Los de fuera miran y dan tabaco. Este latiguillo, que se atribuye a los jugadores de cartas, le habrá venido a mientes a Natanyahu al enterarse de que ha conseguido siete nuevos triunfos en el solitario que le tiene entretenido sobre el tapete de Gaza. Las siete víctimas han salido del anonimato porque pertenecen a una oenegé occidental, cuyos miembros tienen pasaportes internacionales reconocidos y no son apátridas, como lo son los palestinos en la tierra donde llevan dos mil años residenciados.

El ataque a una oenegé altera a los que asisten a la partida alrededor de la mesa de juego porque, a sabiendas de que las guerras son necesarias e incluso deseables, como predica don Aznar, y las matanzas su consecuencia ineludible, la labor de la oenegé tiene la virtud de tranquilizar la conciencia a los espectadores. Las oenegés dan tabaco. Tanto más en este caso, en que está patroneada por un chef de fama internacional, amigo de sucesivos presidentes de Estados Unidos. Hay algo de cínico en la ocurrencia de servir el cáterin a las víctimas de una masacre que podrían interrumpir los amigos mandamases del chef con solo proponérselo. El escenario moral recuerda al de La zona de interés, la jaleada peli que está en cartelera en estas fechas.

La liquidación de los siete cooperantes ha conseguido el objetivo de los victimarios: privar a las víctimas de toda intervención que sirva a su supervivencia. La oenegé atacada ha tomado de inmediato nota del mensaje y detendrá su actividad; la pausará es el término diplomático utilizado, como si reconociera que hasta ahora habían ido demasiado deprisa, lo que no deja de ser cierto porque al alimentar el estómago de la población cercada se alimenta también su esperanza y la ficción de que alguien se preocupa por ellos, lo que lleva a prolongar su resistencia inútilmente. Y teniendo en cuenta que el ataque a los hosteleros ha ocurrido en el contexto de una guerra contra el terrorismo, la oenegé haría bien en buscarse un abogado competente en la materia para el caso de que a alguien se le ocurriera acusarla de complicidad con los terroristas.
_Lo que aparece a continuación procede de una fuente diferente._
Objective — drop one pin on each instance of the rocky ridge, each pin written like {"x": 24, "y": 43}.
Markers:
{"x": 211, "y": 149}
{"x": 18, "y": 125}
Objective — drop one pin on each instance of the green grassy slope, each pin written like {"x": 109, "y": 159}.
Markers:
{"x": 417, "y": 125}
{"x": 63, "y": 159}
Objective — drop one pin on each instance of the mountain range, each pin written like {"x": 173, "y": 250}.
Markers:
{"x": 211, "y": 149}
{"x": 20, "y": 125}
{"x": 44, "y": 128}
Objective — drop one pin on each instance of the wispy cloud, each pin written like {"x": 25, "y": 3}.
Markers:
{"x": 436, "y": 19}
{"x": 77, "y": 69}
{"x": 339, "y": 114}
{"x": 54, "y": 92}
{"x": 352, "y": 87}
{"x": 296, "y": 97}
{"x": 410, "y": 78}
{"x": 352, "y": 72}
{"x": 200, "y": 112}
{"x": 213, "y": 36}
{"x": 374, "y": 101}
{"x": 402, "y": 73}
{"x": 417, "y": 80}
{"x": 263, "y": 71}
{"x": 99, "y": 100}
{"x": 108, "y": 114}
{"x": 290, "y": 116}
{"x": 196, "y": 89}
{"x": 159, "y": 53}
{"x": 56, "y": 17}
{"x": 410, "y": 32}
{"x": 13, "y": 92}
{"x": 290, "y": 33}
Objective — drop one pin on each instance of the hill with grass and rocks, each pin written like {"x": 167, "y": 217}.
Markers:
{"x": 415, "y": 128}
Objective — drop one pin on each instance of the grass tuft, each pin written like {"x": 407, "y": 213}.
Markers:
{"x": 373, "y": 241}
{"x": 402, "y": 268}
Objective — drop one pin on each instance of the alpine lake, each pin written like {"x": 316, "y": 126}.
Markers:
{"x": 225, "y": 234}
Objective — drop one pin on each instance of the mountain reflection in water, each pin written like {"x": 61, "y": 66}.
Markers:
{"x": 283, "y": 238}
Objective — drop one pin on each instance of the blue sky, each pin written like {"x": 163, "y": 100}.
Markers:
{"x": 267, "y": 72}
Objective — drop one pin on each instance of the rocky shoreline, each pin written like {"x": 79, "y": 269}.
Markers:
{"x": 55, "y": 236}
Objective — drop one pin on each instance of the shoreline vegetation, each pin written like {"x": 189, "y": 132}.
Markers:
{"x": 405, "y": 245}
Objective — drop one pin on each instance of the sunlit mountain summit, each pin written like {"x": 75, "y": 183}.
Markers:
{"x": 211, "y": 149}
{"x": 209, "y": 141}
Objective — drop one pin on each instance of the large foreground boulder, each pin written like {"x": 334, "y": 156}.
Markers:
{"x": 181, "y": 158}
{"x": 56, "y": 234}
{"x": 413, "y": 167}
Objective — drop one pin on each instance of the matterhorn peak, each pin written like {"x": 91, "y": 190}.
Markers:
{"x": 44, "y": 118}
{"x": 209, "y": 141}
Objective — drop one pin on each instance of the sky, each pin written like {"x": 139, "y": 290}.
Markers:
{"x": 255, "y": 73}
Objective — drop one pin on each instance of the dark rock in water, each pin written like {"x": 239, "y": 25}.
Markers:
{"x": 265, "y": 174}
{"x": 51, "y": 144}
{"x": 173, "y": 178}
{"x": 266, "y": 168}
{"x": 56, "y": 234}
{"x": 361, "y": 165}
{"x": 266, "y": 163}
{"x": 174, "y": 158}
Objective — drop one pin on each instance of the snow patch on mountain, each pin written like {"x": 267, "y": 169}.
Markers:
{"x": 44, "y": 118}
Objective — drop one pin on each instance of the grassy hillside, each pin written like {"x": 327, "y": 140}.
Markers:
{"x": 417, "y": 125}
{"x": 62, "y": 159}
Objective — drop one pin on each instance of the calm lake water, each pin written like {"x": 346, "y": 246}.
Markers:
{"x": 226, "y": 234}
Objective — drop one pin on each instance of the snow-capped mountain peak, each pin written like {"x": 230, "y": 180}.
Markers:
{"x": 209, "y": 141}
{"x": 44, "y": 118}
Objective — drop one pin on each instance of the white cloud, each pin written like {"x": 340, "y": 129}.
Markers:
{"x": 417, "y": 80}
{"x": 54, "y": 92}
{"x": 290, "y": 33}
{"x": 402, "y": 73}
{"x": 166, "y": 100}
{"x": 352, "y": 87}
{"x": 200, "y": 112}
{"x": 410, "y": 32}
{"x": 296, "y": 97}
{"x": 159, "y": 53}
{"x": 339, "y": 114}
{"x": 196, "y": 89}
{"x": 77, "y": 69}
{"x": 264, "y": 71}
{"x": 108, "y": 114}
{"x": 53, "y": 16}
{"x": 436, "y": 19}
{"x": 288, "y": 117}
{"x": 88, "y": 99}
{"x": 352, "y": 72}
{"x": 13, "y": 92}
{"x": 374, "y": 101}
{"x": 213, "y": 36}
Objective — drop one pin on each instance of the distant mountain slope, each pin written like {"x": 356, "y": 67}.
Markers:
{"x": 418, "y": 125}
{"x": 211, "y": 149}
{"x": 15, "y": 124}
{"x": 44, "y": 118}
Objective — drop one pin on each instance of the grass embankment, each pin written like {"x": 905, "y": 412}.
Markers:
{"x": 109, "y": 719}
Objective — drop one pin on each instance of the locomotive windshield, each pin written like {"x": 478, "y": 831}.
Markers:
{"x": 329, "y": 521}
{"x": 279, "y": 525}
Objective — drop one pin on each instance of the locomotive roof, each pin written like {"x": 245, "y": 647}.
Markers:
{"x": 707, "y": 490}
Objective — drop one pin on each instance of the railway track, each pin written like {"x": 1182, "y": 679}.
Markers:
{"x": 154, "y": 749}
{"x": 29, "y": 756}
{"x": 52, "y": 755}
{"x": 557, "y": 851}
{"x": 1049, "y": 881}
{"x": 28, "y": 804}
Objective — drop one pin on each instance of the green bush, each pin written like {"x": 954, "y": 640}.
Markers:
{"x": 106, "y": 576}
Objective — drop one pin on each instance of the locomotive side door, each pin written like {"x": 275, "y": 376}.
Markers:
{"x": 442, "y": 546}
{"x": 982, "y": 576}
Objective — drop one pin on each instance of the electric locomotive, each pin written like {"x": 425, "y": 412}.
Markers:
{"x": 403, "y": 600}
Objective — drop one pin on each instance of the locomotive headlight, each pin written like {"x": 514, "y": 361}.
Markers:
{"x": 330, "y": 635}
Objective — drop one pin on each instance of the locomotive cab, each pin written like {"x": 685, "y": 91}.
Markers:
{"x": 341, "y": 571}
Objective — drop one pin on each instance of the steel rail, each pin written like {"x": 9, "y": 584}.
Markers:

Ya ha ocurrido en este mismo contexto contra otra oenegé humanitaria, patrocinada por la onu y que viene operando desde el año en que se creó el estado de Israel y se inició el conflicto que ahora el gobierno israelí quiere terminar por la vía de ningunear, expulsar o exterminar, elíjase lo que proceda, a la población indígena.

Los israelíes liberales y de izquierda, que los hay, como en todas partes, si bien en Israel tienen una influencia entre pequeña y nula, se preguntan qué pasará el día después de esta guerra. La respuesta más obvia es que no habrá día después. La pregunta misma es contradictoria pues quienes se la hacen creen reconocer que la actual deriva del conflicto tiene como principal objetivo prolongar la carreta política del primer ministro y su consiguiente inmunidad ante los tribunales en los que está acusado de diversos delitos. Si este es el objetivo y los tribunales israelíes funcionan con la celeridad y diligencia de los españoles, tal vez no quede ningún palestino vivo cuando al imputado Netanyahu le llegue la citación del juzgado. Pero lo que está ocurriendo no es fruto de la conveniencia de una persona, aunque sea el primer ministro del país que lanza las bombas, sino la previsible deriva histórica de un nacionalismo empeñado en crear un estado de colonos en el territorio entre el mar Mediterráneo y el río Jordán, habitado por indígenas a los que la doctrina colonial niega la existencia histórica, física o jurídica, en cualquier caso.

En esta partida, Israel dispone de tres bazas por ahora insuperables: el apoyo incondicional y sostenido de Estados Unidos; la pasividad de los países europeos, atenazados por la culpa histórica de lo que hicieron sus abuelos, y la indiferencia de los estados árabes, escamados después de diez guerras de mayor o menor intensidad libradas y perdidas todas. A las cartas del vencedor –superioridad militar abrumadora y cobertura diplomática planetaria- el perdedor puede oponer el comodín del estado palestino, un naipe que no está en la baraja.